Würzburg

Stationen der Erinnerung

Mehr als 13.600 jüdische Einwohner zählte Unterfranken um 1900. Damit stellten Juden deutschlandweit hier den höchsten Anteil an der Gesamtbevölkerung. Würzburgs jüdische Gemeinde war im Mittelalter und im 19. Jahrhundert ein wichtiges geistiges Zentrum. Doch auch in den Landgemeinden der Region prägten Juden das wirtschaftliche, soziale, kulturelle und religiöse Leben.

Ein Beispiel ist Unsleben. Etwa 250 jüdische Bürger zählte der Ort in den 30er-Jahren des 19. Jahrhunderts, »25 Prozent der Gesamtbevölkerung«, wie Michael Gottwald, heute Bürgermeister der Gemeinde, betont. »Unsleben hat sehr von der jüdischen Bevölkerung profitiert.
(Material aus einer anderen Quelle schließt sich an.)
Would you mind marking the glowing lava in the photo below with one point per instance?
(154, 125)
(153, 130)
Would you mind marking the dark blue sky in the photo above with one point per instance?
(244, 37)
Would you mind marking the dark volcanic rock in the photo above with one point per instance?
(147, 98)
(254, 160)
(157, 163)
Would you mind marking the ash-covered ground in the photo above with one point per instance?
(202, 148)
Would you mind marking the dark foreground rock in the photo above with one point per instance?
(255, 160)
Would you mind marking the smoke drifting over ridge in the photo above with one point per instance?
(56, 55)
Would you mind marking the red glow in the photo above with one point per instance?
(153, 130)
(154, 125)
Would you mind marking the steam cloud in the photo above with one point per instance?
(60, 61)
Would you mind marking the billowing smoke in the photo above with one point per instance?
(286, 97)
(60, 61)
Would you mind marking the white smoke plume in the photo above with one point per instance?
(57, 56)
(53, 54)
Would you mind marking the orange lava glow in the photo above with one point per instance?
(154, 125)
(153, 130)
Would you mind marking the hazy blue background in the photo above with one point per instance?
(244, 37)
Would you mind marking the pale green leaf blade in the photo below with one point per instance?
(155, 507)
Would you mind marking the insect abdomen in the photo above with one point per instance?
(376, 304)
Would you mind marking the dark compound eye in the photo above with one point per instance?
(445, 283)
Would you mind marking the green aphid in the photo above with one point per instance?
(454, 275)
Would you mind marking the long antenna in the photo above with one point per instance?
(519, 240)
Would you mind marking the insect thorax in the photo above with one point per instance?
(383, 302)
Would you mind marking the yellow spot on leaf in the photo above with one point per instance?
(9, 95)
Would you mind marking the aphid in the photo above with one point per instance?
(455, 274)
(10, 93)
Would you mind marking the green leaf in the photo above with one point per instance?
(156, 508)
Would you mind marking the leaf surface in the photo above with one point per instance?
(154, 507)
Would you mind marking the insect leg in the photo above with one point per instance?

Ohne sie wäre der Ort nicht das, was er ist«, sagt Gottwald. Heute weist eine Tafel an einer Hauswand darauf hin, dass hier einst eine Synagoge stand. Wie in den anderen 109 Kommunen in Unterfranken löschte der Nationalsozialismus auch in Unsleben alles jüdische Leben aus. 1942 wurden 19 Frauen, Männer und Kinder, die zuletzt noch im Ort lebten, nach Würzburg gebracht und von dort aus deportiert.

Gedenkort Um ihrer zu gedenken, sind neben Gottwald mehr als 50 Bürgermeister und Landräte unterfränkischer Kommunen und Kreise zu einem Erinnerungsgang nach Würzburg gekommen. Daran nahm auch der in Würzburg lebende Präsident des Zentralrats der Juden in Deutschland, Josef Schuster, teil. Es gilt, den Weg, den ein Großteil der aus Unterfranken deportierten Juden bis zum Besteigen der Züge ging, nachzuvollziehen und sich mit dem Projekt »Denkort Aumühle« zu beschäftigen.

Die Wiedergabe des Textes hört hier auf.